AG: It seems that part of the problems [the Big Three are having] is that they've having no problem delivering great high-end cars, but it's the low-end cars where the profit margins are a lot slimmer that the problems seem to pop up. You've got the Japanese automakers, which have delivered some terrific small cars. You and I a couple of years ago rode together in that [Suzuki] SX4 when it first came out.
JOHN KRAFCIK: Yeah. Right.
AG: Fit and Versa are great cars. Yaris, I think, is a very good product. [The Japanese automakers are] refocusing their efforts on the smaller cars. They can't be making a ton of money on those cars considering all the content and the engineering. Is that a ground that Hyundai wants to re-stake? I mean, you guys made your name in cheap, reliable transportation. How important is it that the next Accent kicks some Fit, Versa and Yaris ass? Or is it okay just to have a car that's just okay, that appeals to a value-conscious customer and is not really dazzling?
JOHN KRAFCIK: We think it's tremendously important having great entry-level cars, affordable cars that can get new people into the Hyundai product line where we have traditionally had great loyalty. Once we get a customer into a Hyundai, they tend to stay with us. So we call it our gateway strategy, and yeah, you're going to see a tremendous next Accent. You're going to see continued excellence from Elantra, and both of those models are completely new in what we're calling 24/7 Version 2.0. So, you talked about, Aaron, at the start of this discussion, all the new model introductions we did, really from the period 05 through 07, [when] we launched seven all new cars in 24 months. Then we launched Veracruz and Genesis, and now we've, now we're in the midst of what we call, again, 24/7 Version 2.0, starting with Genesis Coupe, Elantra Touring, we've got an all-new Tucson coming later this year, the next Sonata, and then completely new versions of Accent and Elantra just around the corner. And they're going to be fantastic cars from an overall craftsmanship standpoint, quality of interior materials, driving experience, incredible fuel economy, which again is a real focus for us. That is, along with outstanding exterior design, interior packaging ingenuity is something we're really working on. Improving the fun-to-drive quotient of all of our cars, because that's really been a missing piece. When people think about Hyundai, rarely do they think "fun-to-drive", and that's been one of the passions that I've had since I've been here is trying to inject more of that into our brand. I think that's essential to grow the brand with time. And fuel economy. Those four things, I think, are really on our radar screen, and you're going to see that, even more than you do today. And I know you're an Accent SE fan, you're going to love the new Accent. You're going to love the new Elantra. You're going to love the production version of the Veloster. And some of the other stuff we have coming below Sonata.
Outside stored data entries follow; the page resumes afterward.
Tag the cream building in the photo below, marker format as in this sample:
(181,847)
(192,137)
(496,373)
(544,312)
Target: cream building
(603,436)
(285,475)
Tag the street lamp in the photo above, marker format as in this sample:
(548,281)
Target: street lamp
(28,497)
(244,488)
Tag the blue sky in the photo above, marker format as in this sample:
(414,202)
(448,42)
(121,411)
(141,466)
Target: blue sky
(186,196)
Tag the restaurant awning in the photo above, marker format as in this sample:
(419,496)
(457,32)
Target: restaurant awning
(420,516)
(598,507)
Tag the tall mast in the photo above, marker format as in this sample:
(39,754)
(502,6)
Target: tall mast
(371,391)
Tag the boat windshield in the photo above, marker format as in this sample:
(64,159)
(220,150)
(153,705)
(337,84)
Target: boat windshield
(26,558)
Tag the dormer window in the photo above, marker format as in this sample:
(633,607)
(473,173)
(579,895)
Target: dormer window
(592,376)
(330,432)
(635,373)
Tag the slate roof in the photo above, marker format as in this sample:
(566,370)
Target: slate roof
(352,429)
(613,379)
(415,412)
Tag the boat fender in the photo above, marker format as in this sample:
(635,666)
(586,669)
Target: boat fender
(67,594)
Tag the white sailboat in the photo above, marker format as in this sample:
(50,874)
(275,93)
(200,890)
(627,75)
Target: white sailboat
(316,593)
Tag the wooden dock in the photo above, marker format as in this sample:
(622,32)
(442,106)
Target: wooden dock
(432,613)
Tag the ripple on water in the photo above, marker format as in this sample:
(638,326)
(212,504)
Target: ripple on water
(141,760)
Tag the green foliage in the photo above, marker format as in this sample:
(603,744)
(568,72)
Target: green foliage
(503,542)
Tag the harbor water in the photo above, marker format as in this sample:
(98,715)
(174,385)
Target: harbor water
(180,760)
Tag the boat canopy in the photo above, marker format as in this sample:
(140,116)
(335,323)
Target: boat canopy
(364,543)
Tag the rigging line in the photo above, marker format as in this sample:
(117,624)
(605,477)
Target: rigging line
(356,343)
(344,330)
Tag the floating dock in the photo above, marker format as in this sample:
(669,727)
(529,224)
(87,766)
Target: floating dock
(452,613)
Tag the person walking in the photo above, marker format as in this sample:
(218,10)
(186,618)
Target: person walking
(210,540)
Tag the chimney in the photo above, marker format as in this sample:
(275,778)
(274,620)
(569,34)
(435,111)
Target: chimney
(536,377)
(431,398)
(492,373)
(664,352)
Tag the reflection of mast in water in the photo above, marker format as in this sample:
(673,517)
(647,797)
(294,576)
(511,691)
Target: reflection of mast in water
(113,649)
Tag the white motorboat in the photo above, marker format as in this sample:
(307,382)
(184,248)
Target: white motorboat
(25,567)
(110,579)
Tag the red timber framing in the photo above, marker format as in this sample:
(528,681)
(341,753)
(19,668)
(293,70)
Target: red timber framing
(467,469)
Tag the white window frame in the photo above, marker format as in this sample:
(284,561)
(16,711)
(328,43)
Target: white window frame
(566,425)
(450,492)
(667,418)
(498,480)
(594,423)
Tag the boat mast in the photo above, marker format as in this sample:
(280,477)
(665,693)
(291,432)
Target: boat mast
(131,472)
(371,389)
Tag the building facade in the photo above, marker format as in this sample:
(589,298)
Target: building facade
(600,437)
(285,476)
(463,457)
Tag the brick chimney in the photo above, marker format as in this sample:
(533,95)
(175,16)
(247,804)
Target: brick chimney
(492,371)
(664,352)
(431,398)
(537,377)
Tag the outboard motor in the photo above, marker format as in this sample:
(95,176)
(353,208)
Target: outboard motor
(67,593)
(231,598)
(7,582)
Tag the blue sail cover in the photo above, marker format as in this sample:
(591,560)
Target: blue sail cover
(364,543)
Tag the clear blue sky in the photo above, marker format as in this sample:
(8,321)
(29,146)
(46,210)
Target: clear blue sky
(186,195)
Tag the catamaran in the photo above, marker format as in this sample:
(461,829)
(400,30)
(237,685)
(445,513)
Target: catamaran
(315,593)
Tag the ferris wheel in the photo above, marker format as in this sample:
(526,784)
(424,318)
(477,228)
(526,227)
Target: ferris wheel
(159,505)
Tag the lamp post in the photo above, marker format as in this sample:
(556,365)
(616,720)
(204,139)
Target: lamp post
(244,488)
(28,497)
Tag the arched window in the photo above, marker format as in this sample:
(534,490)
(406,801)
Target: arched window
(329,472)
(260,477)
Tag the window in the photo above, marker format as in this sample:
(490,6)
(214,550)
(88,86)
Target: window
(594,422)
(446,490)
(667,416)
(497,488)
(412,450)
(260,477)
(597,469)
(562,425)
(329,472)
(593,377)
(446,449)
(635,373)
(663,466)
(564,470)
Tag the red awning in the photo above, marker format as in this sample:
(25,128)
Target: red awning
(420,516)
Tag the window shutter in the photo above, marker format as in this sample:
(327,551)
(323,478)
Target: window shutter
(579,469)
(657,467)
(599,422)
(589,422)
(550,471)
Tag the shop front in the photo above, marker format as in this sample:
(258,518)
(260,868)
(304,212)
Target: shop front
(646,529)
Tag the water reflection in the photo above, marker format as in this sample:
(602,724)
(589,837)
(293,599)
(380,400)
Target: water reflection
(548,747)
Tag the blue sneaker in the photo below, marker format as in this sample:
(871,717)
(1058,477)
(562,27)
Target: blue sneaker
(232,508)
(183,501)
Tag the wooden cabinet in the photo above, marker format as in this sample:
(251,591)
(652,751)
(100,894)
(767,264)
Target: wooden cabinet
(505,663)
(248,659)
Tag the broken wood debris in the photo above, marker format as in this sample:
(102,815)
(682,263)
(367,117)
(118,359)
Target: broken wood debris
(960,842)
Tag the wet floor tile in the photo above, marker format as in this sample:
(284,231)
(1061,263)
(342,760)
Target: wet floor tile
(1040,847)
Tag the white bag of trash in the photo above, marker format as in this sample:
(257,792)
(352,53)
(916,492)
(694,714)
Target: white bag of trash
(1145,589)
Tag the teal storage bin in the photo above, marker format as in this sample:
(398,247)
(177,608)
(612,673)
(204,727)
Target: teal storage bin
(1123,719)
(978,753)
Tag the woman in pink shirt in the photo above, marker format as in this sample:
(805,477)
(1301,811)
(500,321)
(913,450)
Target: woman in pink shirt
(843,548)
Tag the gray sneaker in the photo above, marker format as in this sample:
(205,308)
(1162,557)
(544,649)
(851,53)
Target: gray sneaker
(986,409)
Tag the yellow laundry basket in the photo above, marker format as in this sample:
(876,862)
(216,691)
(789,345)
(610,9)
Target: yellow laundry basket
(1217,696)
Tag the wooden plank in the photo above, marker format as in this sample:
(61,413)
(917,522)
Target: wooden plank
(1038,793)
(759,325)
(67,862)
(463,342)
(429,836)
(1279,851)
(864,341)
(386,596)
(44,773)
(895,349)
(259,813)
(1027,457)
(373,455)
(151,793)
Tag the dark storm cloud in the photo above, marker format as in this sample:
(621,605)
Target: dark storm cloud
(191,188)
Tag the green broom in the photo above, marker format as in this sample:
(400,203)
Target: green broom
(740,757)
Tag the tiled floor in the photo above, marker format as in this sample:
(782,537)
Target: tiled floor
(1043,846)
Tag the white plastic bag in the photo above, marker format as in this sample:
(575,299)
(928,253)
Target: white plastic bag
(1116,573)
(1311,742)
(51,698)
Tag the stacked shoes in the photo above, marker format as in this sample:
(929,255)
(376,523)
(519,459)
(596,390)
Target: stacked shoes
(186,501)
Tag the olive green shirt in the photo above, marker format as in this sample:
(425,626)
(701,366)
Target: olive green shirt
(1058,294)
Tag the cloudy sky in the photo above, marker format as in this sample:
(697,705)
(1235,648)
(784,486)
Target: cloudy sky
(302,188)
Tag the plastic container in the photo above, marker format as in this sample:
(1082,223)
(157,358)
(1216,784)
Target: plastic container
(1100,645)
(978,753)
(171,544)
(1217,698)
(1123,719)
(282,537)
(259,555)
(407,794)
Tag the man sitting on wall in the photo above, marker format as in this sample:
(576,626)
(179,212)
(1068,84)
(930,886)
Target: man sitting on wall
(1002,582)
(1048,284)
AG: I don't know if you've had the chance to see the new 2010 Mazda3... They've gone real heavy on content. You can get it with push-button start, climate control... [it's a] really nice car. It would seem that that is something that would be easy for Hyundai to do in the Elantra segment. A higher priced car that delivers more content with better fuel economy. Is that something you guys are looking [at]?